Russia is asking foreign governments to stop "speculating" on the causes of the Sinai airbus crash that killed 224 Russians over the weekend, after British Prime Minister David Cameron said publicly that it was "more likely than not" a bomb planted by Islamic State terrorists.
The issue is politically sensitive for the Kremlin, which is just over a month into an escalating air war in Syria, officially designed to destroy IS and other terrorist groups. Any firm conclusion that extremists had managed to strike back by bringing down an airliner full of Russian tourists would quickly deflate the war's antiseptic media image and bring it home in the harshest possible way for a Russian public that remains deeply averse to foreign military adventures.
There seems little doubt that outside prodding and advice is deeply unwelcome in Moscow.
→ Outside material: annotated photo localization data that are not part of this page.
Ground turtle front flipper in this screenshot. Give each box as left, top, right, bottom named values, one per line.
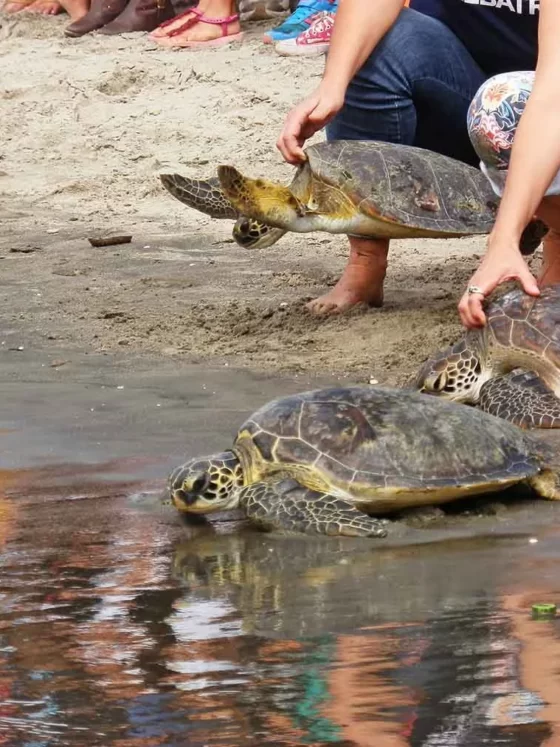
left=160, top=174, right=238, bottom=220
left=218, top=165, right=311, bottom=230
left=479, top=371, right=560, bottom=429
left=240, top=479, right=388, bottom=538
left=519, top=218, right=549, bottom=256
left=232, top=216, right=287, bottom=250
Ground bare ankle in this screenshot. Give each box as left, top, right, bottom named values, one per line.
left=349, top=235, right=388, bottom=259
left=305, top=236, right=389, bottom=315
left=197, top=0, right=235, bottom=13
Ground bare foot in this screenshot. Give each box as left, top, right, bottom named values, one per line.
left=2, top=0, right=34, bottom=12
left=539, top=229, right=560, bottom=286
left=27, top=0, right=62, bottom=12
left=306, top=237, right=388, bottom=315
left=57, top=0, right=88, bottom=20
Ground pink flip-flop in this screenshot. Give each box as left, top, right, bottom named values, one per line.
left=149, top=6, right=188, bottom=38
left=153, top=7, right=244, bottom=47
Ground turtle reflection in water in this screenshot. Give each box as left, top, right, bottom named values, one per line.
left=167, top=387, right=560, bottom=537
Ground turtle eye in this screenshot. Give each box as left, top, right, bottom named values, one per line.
left=432, top=372, right=448, bottom=392
left=238, top=218, right=250, bottom=233
left=190, top=473, right=212, bottom=495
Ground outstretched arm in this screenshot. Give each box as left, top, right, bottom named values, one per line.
left=459, top=0, right=560, bottom=328
left=276, top=0, right=405, bottom=164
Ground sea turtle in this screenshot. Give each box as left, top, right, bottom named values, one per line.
left=166, top=386, right=560, bottom=537
left=160, top=140, right=547, bottom=252
left=415, top=285, right=560, bottom=429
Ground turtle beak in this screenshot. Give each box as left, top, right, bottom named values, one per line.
left=173, top=488, right=198, bottom=507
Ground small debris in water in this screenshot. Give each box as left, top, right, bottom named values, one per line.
left=46, top=228, right=60, bottom=234
left=9, top=346, right=24, bottom=351
left=369, top=377, right=378, bottom=385
left=529, top=537, right=538, bottom=544
left=50, top=359, right=68, bottom=368
left=532, top=603, right=557, bottom=620
left=117, top=386, right=124, bottom=390
left=88, top=235, right=133, bottom=248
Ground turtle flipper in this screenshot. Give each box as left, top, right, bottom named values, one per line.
left=232, top=216, right=287, bottom=250
left=218, top=165, right=309, bottom=229
left=529, top=470, right=560, bottom=500
left=479, top=371, right=560, bottom=429
left=239, top=479, right=388, bottom=538
left=519, top=218, right=548, bottom=256
left=160, top=174, right=238, bottom=220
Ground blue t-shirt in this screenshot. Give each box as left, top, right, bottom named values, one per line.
left=409, top=0, right=539, bottom=74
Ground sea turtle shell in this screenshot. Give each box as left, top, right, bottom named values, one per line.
left=303, top=140, right=499, bottom=235
left=486, top=285, right=560, bottom=371
left=232, top=387, right=545, bottom=514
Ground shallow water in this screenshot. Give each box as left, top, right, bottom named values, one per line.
left=2, top=358, right=560, bottom=746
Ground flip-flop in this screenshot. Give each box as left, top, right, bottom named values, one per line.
left=148, top=0, right=196, bottom=37
left=149, top=5, right=184, bottom=36
left=153, top=7, right=244, bottom=47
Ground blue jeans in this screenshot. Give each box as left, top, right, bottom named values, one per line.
left=327, top=8, right=487, bottom=167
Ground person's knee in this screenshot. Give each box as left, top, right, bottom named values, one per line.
left=467, top=71, right=535, bottom=170
left=326, top=9, right=422, bottom=142
left=353, top=8, right=432, bottom=92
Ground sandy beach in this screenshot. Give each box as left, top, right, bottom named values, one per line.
left=1, top=12, right=543, bottom=383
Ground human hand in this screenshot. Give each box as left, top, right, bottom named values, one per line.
left=458, top=240, right=540, bottom=328
left=276, top=86, right=345, bottom=165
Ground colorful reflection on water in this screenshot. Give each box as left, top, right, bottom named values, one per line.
left=0, top=464, right=559, bottom=746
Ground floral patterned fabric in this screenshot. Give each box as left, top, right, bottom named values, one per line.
left=467, top=71, right=560, bottom=197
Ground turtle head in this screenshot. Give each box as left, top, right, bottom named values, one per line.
left=232, top=216, right=286, bottom=249
left=218, top=165, right=309, bottom=230
left=415, top=331, right=491, bottom=404
left=168, top=451, right=244, bottom=515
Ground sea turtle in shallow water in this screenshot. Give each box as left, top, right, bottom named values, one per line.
left=167, top=386, right=560, bottom=537
left=160, top=140, right=547, bottom=252
left=415, top=286, right=560, bottom=429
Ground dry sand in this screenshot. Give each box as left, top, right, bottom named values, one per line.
left=0, top=13, right=543, bottom=384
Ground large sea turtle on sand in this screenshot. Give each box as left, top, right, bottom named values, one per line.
left=415, top=286, right=560, bottom=429
left=167, top=386, right=560, bottom=537
left=160, top=140, right=547, bottom=252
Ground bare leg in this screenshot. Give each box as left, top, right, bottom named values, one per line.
left=536, top=196, right=560, bottom=287
left=306, top=236, right=389, bottom=315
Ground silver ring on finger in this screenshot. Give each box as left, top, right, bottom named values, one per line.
left=467, top=285, right=485, bottom=296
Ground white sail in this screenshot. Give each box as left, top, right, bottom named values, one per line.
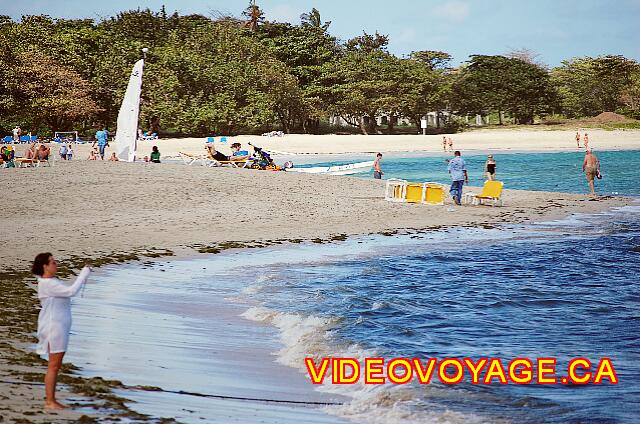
left=115, top=59, right=144, bottom=162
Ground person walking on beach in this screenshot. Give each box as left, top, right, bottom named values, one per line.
left=484, top=154, right=496, bottom=181
left=93, top=126, right=109, bottom=160
left=442, top=136, right=447, bottom=152
left=583, top=133, right=589, bottom=151
left=13, top=126, right=21, bottom=143
left=448, top=137, right=453, bottom=152
left=32, top=253, right=92, bottom=410
left=448, top=151, right=468, bottom=205
left=582, top=150, right=600, bottom=196
left=575, top=131, right=581, bottom=148
left=59, top=142, right=68, bottom=160
left=373, top=153, right=383, bottom=179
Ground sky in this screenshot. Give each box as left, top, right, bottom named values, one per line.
left=2, top=0, right=639, bottom=66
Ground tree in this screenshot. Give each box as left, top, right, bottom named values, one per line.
left=7, top=50, right=101, bottom=131
left=300, top=8, right=330, bottom=30
left=451, top=55, right=555, bottom=124
left=552, top=55, right=639, bottom=117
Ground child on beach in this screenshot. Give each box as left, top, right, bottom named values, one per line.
left=88, top=150, right=97, bottom=160
left=32, top=253, right=91, bottom=410
left=108, top=152, right=119, bottom=161
left=66, top=145, right=74, bottom=161
left=150, top=146, right=161, bottom=163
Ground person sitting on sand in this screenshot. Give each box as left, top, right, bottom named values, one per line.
left=150, top=146, right=161, bottom=163
left=32, top=253, right=91, bottom=410
left=582, top=150, right=600, bottom=196
left=108, top=152, right=119, bottom=162
left=484, top=154, right=497, bottom=181
left=88, top=150, right=97, bottom=160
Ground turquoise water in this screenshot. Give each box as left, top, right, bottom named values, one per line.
left=296, top=150, right=640, bottom=196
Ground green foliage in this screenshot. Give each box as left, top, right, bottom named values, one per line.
left=552, top=55, right=640, bottom=118
left=1, top=7, right=638, bottom=137
left=451, top=55, right=556, bottom=124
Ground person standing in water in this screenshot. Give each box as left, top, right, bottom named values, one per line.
left=484, top=154, right=497, bottom=181
left=32, top=253, right=92, bottom=410
left=582, top=150, right=600, bottom=196
left=373, top=153, right=383, bottom=179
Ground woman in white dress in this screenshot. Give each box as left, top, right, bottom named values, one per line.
left=32, top=253, right=91, bottom=410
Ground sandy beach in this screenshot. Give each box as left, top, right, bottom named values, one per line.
left=7, top=128, right=639, bottom=161
left=1, top=149, right=635, bottom=422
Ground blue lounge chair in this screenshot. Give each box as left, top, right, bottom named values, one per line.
left=219, top=136, right=228, bottom=143
left=206, top=137, right=215, bottom=143
left=19, top=135, right=30, bottom=143
left=2, top=136, right=12, bottom=143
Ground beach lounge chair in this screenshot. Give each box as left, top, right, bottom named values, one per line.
left=473, top=181, right=504, bottom=206
left=205, top=147, right=252, bottom=168
left=405, top=183, right=424, bottom=204
left=179, top=151, right=207, bottom=166
left=384, top=179, right=407, bottom=202
left=2, top=136, right=12, bottom=143
left=423, top=183, right=446, bottom=205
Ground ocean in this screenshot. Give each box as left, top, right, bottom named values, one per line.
left=294, top=150, right=640, bottom=196
left=66, top=150, right=639, bottom=423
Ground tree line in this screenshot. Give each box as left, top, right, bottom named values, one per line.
left=1, top=4, right=639, bottom=137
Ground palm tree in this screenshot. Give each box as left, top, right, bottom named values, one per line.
left=242, top=0, right=263, bottom=32
left=300, top=8, right=331, bottom=30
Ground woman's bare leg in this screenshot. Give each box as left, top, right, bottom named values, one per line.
left=45, top=351, right=66, bottom=409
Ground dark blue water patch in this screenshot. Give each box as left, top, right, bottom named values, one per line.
left=247, top=212, right=640, bottom=423
left=298, top=150, right=640, bottom=196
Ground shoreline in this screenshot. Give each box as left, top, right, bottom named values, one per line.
left=3, top=128, right=639, bottom=160
left=1, top=159, right=635, bottom=422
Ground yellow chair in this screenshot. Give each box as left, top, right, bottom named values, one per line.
left=473, top=181, right=504, bottom=206
left=405, top=183, right=424, bottom=203
left=423, top=183, right=445, bottom=205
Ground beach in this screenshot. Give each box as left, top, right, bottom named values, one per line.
left=1, top=138, right=637, bottom=422
left=9, top=128, right=640, bottom=161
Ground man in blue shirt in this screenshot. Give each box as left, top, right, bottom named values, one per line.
left=93, top=126, right=109, bottom=160
left=447, top=150, right=468, bottom=205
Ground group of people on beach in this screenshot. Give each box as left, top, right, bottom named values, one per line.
left=575, top=130, right=590, bottom=149
left=442, top=136, right=454, bottom=152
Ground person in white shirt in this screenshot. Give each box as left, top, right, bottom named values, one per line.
left=66, top=145, right=74, bottom=160
left=32, top=253, right=91, bottom=410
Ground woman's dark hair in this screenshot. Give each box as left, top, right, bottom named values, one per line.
left=32, top=253, right=52, bottom=276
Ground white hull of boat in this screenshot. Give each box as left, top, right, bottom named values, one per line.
left=288, top=161, right=374, bottom=176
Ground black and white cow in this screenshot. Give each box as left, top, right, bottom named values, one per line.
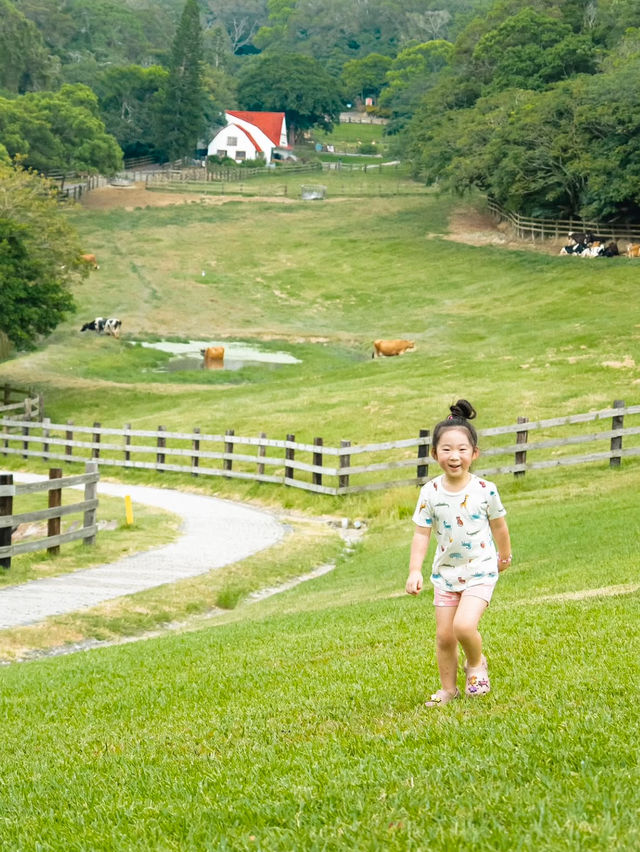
left=80, top=317, right=122, bottom=337
left=81, top=317, right=106, bottom=332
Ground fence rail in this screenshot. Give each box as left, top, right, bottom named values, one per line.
left=1, top=402, right=637, bottom=496
left=0, top=385, right=42, bottom=421
left=0, top=462, right=99, bottom=568
left=486, top=197, right=640, bottom=243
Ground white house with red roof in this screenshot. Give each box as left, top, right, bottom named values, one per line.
left=207, top=111, right=289, bottom=164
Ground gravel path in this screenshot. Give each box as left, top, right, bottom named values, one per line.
left=0, top=478, right=286, bottom=630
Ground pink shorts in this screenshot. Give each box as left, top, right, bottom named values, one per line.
left=434, top=584, right=496, bottom=607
And few appear ready to believe that the meddling is well-meant.
The Kremlin appeared to react calmly Thursday to the British statements, and similar suggestions emanating from US intelligence sources. President Vladamir Putin spoke with Mr. Cameron by telephone today, asking him to wait for the results of the investigation to become clear.
Although Russian media has, perhaps surprisingly, given considerable coverage to the possibility that the Russian airliner was brought down by a terrorist bomb, some analysts say they are deeply dubious.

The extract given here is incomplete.